The name “West Coast Swing” didn’t surface into the mainstream until the late 1960’s.

Before we can define West Coast Swing, it is important to take a step back and understand what “Swing” is.

“Swing” is an All-American Rhythm Dance, consisting of primarily 6-beat and/or 8-beat patterns. The following dances all fall into the “Swing” family: Lindy, Dallas Push/Houston Whip, Carolina Shag, East Coast Swing and, of course, West Coast Swing.

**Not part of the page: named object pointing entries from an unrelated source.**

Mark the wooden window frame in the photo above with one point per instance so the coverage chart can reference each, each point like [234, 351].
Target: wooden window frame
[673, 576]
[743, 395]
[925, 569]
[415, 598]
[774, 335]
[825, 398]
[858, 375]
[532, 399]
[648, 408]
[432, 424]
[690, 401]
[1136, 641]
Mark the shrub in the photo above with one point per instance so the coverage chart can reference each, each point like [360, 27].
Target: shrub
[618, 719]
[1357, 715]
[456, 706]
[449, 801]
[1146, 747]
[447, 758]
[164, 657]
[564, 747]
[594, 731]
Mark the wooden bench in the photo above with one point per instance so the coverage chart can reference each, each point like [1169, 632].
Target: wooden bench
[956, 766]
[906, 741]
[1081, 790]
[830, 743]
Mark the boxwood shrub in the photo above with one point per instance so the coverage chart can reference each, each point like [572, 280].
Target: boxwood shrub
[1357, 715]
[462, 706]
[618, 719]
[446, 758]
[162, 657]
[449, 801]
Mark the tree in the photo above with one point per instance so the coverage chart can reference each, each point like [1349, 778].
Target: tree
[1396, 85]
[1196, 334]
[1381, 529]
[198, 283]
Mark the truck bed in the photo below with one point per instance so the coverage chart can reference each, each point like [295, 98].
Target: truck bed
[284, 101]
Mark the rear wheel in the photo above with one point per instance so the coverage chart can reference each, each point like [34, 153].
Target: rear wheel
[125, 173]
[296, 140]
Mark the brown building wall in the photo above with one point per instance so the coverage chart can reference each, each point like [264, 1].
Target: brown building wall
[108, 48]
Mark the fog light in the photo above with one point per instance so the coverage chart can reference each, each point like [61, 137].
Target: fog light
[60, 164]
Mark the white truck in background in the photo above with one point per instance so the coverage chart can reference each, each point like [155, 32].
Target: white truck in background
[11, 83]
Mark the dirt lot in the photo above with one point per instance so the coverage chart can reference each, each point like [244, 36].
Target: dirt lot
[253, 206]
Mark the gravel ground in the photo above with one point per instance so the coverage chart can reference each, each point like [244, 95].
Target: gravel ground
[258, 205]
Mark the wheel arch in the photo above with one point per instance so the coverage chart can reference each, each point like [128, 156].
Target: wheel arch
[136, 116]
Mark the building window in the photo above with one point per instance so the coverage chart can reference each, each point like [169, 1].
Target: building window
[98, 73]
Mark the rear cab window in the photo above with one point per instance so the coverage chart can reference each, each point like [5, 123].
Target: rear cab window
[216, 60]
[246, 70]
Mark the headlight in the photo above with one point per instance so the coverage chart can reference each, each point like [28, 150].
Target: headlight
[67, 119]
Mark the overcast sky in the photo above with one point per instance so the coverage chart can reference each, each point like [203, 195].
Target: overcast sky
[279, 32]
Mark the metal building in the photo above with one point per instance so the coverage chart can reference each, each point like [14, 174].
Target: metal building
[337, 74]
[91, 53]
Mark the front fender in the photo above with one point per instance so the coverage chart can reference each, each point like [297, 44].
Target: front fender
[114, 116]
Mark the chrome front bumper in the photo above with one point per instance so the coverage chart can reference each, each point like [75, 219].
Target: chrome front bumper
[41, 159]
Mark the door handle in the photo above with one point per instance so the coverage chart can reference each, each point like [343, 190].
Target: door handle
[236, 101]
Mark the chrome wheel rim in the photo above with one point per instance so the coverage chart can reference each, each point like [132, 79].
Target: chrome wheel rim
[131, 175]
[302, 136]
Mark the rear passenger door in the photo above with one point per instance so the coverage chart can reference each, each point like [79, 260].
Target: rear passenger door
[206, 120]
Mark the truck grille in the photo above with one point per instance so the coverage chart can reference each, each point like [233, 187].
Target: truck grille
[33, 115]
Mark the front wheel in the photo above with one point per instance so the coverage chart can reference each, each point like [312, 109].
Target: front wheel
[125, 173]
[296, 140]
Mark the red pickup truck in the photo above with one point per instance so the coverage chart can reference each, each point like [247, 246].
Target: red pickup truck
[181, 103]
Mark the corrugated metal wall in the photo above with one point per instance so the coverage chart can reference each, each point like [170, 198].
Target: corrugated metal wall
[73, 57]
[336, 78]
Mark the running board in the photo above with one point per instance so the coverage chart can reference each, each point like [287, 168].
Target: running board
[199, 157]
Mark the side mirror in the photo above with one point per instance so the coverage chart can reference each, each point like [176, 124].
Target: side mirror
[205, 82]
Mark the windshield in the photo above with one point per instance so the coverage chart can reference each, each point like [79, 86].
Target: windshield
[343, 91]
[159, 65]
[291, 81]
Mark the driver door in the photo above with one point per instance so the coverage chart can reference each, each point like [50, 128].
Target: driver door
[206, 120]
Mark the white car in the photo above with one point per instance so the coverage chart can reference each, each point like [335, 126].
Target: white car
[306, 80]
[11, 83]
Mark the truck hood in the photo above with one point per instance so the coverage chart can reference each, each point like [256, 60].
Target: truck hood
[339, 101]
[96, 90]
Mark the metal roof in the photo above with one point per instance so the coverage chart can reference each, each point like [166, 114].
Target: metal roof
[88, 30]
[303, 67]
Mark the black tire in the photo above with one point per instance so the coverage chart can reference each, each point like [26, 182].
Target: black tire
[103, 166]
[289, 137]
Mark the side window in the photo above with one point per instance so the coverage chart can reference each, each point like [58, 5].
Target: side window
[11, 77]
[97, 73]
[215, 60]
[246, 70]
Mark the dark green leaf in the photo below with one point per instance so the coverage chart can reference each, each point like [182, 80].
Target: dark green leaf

West Coast Swing has certain characteristics which define the dance and differentiate it from other forms of Swing:

1. It is a “slotted” dance. Partners move back and forth in a vertical slot, or lane, or trade places in the slot.
2. The follower walks forward on 1,2.
3. Basic patterns consist of both 6-beat and 8-beat patterns.
4. Patterns end with an “anchor” (usually a triple rhythm).
5. It is a Lead/Follow dance.
6. It is danced to 4/4 time music.
West Coast swing continues to evolve and is defined by the professionals who compete and teach on the West Coast circuit today. This is one of the biggest reasons why people fall in love with the dance and the reason they stick with it over time. West Coast Swing is truly the most versatile and interesting of the social dances. It is a great dance for persons of all ages.